Commonly recommended lifting practices include:
- Keep the object as close to your body as reasonably possible.
- Keep your feet about shoulder-width apart, with one foot slightly ahead of the other.
- Use small steps with your feet to change direction instead of twisting your torso.
- Keep your shoulders aligned with your hips when moving or turning.
- Bend at the knees and hips when lifting from a lower position.
- Maintain good posture with your back straight, shoulders square, and chest up.
- Avoid twisting your body while lifting or carrying an object.
- Use your hips and knees when lowering the object.
- Ask for help or use proper equipment when the object is too heavy, awkward, or unsafe to lift alone.

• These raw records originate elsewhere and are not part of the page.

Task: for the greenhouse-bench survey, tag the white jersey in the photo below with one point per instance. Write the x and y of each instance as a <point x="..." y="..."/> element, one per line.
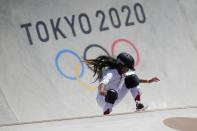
<point x="113" y="80"/>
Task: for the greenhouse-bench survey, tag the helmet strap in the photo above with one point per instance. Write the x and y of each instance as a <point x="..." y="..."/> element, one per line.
<point x="119" y="68"/>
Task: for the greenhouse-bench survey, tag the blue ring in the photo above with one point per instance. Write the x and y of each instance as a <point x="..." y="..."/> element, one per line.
<point x="75" y="54"/>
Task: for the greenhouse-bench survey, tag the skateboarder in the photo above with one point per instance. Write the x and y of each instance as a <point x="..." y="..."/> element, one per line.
<point x="115" y="80"/>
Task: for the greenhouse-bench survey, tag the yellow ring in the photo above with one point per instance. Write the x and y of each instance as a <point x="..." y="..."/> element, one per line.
<point x="80" y="82"/>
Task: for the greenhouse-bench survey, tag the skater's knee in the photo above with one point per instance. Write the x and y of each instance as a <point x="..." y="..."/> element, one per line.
<point x="111" y="97"/>
<point x="131" y="81"/>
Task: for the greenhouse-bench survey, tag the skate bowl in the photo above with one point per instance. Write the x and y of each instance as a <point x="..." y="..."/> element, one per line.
<point x="42" y="42"/>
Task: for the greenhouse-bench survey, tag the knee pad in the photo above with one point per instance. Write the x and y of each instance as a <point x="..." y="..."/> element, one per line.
<point x="131" y="81"/>
<point x="111" y="97"/>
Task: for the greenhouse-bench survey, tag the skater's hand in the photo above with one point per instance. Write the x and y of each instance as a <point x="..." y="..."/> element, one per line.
<point x="154" y="79"/>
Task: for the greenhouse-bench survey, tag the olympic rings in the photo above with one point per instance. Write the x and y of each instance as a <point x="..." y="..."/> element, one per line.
<point x="80" y="82"/>
<point x="61" y="72"/>
<point x="90" y="46"/>
<point x="124" y="40"/>
<point x="77" y="77"/>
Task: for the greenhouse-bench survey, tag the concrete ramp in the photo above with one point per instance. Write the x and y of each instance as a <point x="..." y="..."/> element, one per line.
<point x="42" y="42"/>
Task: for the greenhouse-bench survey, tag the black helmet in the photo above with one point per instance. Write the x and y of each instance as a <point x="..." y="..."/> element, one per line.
<point x="126" y="60"/>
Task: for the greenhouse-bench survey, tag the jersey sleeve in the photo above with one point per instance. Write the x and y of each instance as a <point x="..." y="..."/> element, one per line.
<point x="106" y="78"/>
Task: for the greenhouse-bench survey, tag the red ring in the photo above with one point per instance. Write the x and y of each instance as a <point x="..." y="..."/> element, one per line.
<point x="124" y="40"/>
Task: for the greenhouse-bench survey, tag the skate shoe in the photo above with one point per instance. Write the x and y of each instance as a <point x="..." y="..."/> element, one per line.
<point x="139" y="106"/>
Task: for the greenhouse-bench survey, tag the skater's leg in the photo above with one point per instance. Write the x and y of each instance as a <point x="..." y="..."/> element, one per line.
<point x="136" y="93"/>
<point x="110" y="99"/>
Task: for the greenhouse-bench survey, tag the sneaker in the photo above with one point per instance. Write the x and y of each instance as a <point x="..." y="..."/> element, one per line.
<point x="139" y="106"/>
<point x="106" y="112"/>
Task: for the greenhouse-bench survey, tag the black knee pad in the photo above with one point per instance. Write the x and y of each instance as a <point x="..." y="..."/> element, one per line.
<point x="131" y="81"/>
<point x="111" y="97"/>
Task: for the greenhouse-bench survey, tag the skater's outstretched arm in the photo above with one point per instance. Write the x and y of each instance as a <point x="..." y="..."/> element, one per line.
<point x="154" y="79"/>
<point x="101" y="89"/>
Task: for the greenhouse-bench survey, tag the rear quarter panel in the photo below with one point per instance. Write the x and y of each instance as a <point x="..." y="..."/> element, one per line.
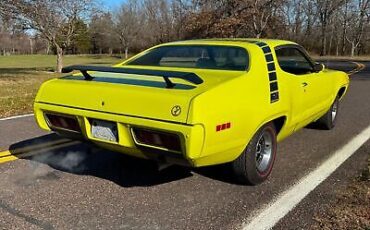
<point x="244" y="102"/>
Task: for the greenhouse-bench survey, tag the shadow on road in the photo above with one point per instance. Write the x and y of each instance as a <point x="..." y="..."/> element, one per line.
<point x="86" y="159"/>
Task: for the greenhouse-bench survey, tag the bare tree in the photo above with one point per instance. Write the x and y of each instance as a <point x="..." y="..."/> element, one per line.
<point x="54" y="20"/>
<point x="129" y="22"/>
<point x="325" y="10"/>
<point x="359" y="17"/>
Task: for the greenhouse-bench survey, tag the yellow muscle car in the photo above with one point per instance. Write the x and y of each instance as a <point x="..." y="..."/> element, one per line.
<point x="196" y="103"/>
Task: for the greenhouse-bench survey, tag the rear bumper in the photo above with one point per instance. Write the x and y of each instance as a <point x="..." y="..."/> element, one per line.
<point x="191" y="136"/>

Workers' Compensation After a Lifting Injury
A lifting injury that happens while performing job duties may support a workers’ compensation claim. The claim may involve medical treatment, temporary disability benefits, permanent disability benefits, work restrictions, therapy, surgery, or a negotiated settlement.
In this case, our client suffered shoulder and ACL injuries while lifting a heavy package at work. After filing a claim and negotiating with the employer’s insurer, Sexner Injury Lawyers LLC secured a $104,000 workers’ compensation settlement for the injured worker.